The Dubai development comes amid broader links between Lyons and the Kinahan cartel network. US authorities in 2022 offered substantial rewards for information on Kinahan leadership, and investigators believe Lyons cultivated ties to the Dubai-based Kinahan operation, a connection that has fed tensions within the UAE-linked criminal space. Daniel kinship with global cartels has been cited by researchers and law enforcement as a factor that can magnify violence and expand the geographic footprint of feuds once contained to a single city or country. A BBC Scotland Scotcast producer noted that by the mid-2010s the Lyons group had expanded its profits and reach by leveraging international networks, particularly in the UAE and Spain, where they could access sophisticated financial systems and property markets that offered a degree of leverage for illicit activity.

The Jose Lambert-like complexity of these networks has made extradition and cross-border policing a central challenge. In recent months, law enforcement has pursued a series of operations under the umbrella of a Scotland-wide strategy to disrupt organised crime and target gang leaders. Operation Portaledge has yielded dozens of arrests, bringing the total number of suspects detained in Scotland to 57 at the time of the Dubai arrests. The Dubai cases add another layer of intrigue and raise questions about how far overseas jurisdictions will go to repatriate suspects to face charges. Interpol and UK authorities have indicated that they would pursue extradition where appropriate, though such requests must navigate the legal frameworks and human rights considerations of the country holding the suspects.

The UAE’s role in global crime enforcement has evolved in recent years. Officials note that Dubai’s regulatory environment and its position as a financial hub have attracted many international criminals seeking a degree of impunity, while also making it a focal point for intelligence-sharing and cross-border prosecutions. In the wake of the Dubai operation, observers said that any potential extradition of the four men would likely involve careful legal consideration of due process rights, evidentiary standards, and the possibility of fair trials abroad. In Dublin, a separate development unfolded as Sean McGovern, a suspected gangland figure, appeared before the Special Criminal Court on charges including a 2016 murder. His case has underscored that Irish authorities and UK law enforcement are increasingly coordinating on cross-border crime matters, and it has fueled discussions about how extradition requests to the UAE are handled, given historical caution over due process guarantees.

On the ground in Scotland, officials have stressed that the Dubai arrests, if confirmed, could signal a turning point in the authorities’ ability to disrupt the leadership of powerful, cross-border criminal networks.

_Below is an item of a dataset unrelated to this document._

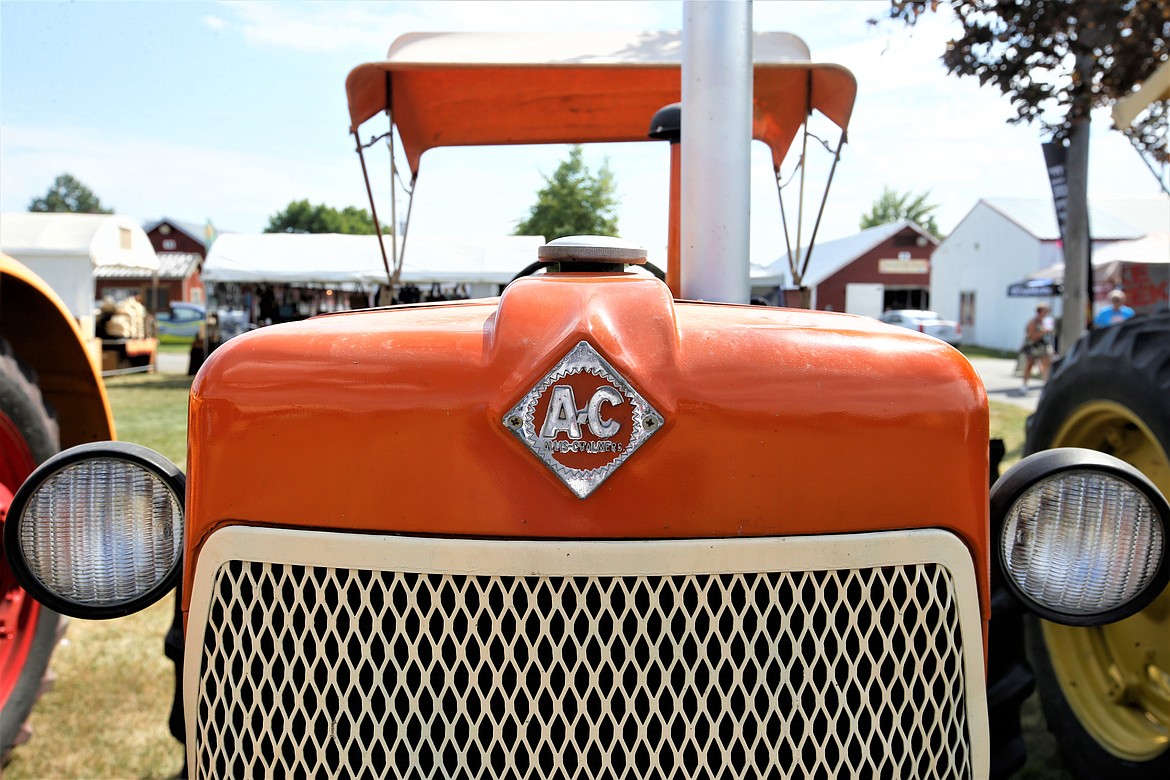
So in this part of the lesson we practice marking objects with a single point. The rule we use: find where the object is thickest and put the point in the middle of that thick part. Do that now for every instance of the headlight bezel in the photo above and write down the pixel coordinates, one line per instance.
(137, 455)
(1041, 467)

Police Scotland Chief Constable Jo Farrell has publicly pledged to target crime bosses who direct violence from abroad, and she has said investigators would continue to work with the Crown Office and the National Crime Agency to pursue suspects wherever they reside. Authorities in the UAE have not publicly commented on the cases, and a Foreign, Commonwealth & Development Office spokesperson said the government was in contact with the families of British nationals in the UAE and with local authorities as part of ongoing liaison.

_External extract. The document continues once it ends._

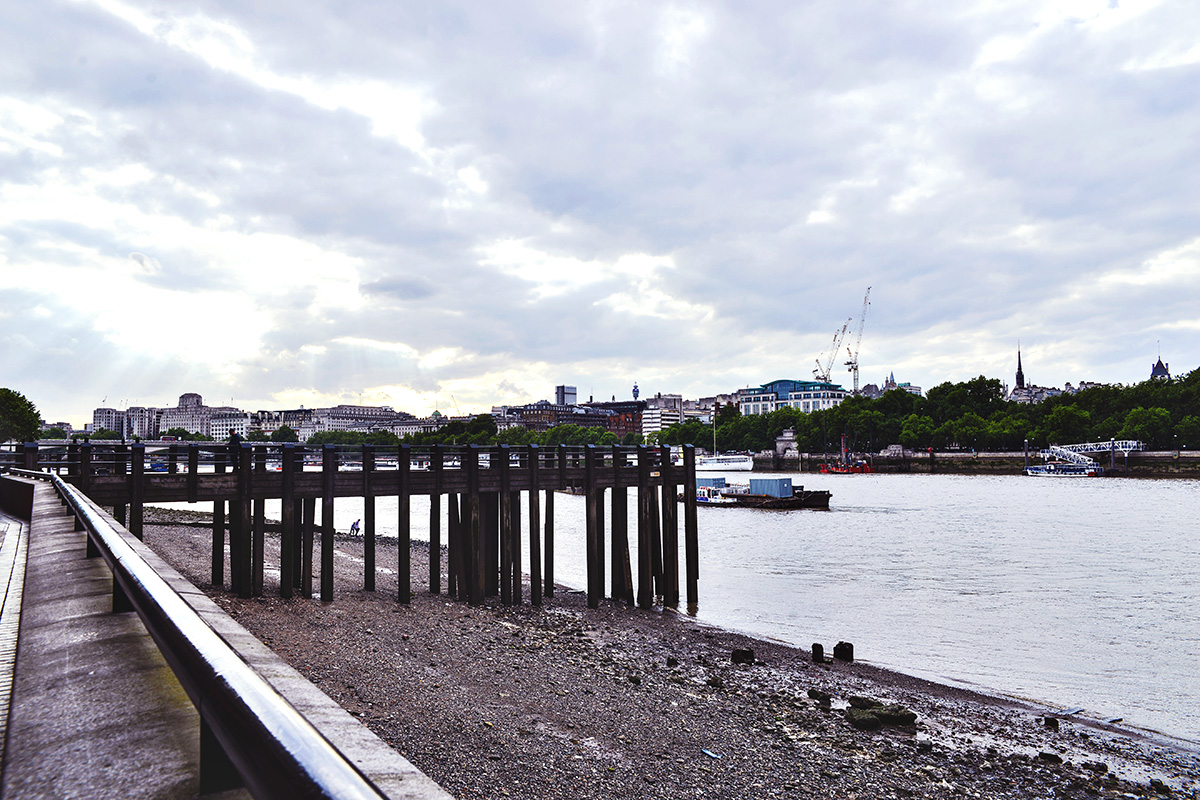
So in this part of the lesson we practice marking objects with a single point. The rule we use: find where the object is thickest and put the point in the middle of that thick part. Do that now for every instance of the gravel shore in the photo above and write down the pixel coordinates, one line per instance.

The precise charges, timelines, and potential extradition outcomes remain unclear, and officials warn that any formal procedure could take weeks or months. The development underscores the global reach of Scotland’s gangland feud and signals that the fight is far from contained within the country’s borders. As investigators connect the dots between drug trafficking, extortion, violence, and international networks, watchers will be closely monitoring whether the Dubai arrests act as a catalyst for further cross-border prosecutions or, conversely, create new uncertainties about where the next flashpoints will occur.